Кира смотрела на него молча. И лицо ее с совершенно округлившимися глазами такое было, что расцеловать хотелось до невозможности — прямо в приоткрытые в изумлении губы.
—Держи!— он сунул руку в карман, достал оттуда связку ключей и шлепнул в ее ладонь.— Я не знаю, до какого времени буду занят. Пять, шесть вечера, наверное. К семи должен быть дома точно. У тебя есть время до семи вечера — собраться с мыслями и подготовиться. Так что жди меня дома. Приеду — будешь у меня прощения просить и рассказывать, как ты меня любишь.— А, поскольку, Кира так и продолжала стоять и молчать, открыв рот, он сам зажал в ее ладони ключи, легко поцеловал в приоткрытые губы и шепнул: — Все, до вечера.
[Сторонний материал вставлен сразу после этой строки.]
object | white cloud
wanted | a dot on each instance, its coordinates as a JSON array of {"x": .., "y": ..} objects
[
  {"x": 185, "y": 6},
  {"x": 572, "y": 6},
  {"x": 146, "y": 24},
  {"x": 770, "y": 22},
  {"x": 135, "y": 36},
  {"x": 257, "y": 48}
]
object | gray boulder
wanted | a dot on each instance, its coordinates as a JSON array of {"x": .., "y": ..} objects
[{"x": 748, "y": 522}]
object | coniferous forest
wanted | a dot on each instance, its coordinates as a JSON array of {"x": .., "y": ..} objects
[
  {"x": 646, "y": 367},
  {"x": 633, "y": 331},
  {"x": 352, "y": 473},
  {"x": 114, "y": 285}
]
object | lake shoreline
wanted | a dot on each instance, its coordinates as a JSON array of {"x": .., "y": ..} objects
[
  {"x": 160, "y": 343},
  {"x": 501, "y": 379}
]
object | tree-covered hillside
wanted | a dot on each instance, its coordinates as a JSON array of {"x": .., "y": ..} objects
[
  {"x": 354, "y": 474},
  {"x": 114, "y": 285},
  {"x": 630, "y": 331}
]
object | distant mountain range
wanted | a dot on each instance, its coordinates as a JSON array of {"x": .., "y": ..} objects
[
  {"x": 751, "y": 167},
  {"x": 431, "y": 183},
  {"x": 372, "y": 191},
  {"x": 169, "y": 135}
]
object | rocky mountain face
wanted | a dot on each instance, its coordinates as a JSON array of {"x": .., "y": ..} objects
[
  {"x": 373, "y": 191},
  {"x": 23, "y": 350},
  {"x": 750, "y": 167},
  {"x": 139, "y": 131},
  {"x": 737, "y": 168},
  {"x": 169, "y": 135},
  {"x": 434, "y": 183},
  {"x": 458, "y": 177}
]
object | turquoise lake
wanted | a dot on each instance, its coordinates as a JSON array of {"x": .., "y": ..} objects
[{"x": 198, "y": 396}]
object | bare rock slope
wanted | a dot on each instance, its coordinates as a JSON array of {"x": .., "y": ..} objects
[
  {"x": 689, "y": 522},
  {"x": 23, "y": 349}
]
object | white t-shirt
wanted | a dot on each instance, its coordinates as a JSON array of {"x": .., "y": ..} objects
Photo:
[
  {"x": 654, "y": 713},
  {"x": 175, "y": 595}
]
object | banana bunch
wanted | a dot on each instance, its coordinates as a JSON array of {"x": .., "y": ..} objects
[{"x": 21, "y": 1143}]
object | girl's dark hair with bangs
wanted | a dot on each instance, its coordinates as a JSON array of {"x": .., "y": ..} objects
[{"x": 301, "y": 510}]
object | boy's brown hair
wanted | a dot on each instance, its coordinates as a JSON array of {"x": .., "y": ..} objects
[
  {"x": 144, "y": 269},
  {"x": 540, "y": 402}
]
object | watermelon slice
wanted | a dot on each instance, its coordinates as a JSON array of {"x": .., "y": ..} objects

И ушел. Снова. Быстрым шагом. Потом бегом. Хлопнула дверь, золотисто-бежевое «вольво» резко тронулось с места и быстро влилось в поток машин. Секунда — и все, его уже не видно.
Стоящая недалеко от обочины перекрестка Троицкого и Измайловского проспектов девушка долго смотрела вслед уехавшей машине. Потом перевела взгляд на зажатые в ладони ключи. Потом — на синий с золотыми звездами круглый купол Троице-Измайловского собора. А потом запрокинула лицо к небу и широко и счастливо улыбнулась.
Объект пятнадцатый: «Суоменлахти»
А мы тут, знаете, всё плюшками балуемся.
Он опоздал. Влетел в приемную весь, что называется, в мыле. Секретарь встретила его не очень любезно, но двери отворила. Сначала — шкафа для верхней одежды, а потом кабинета.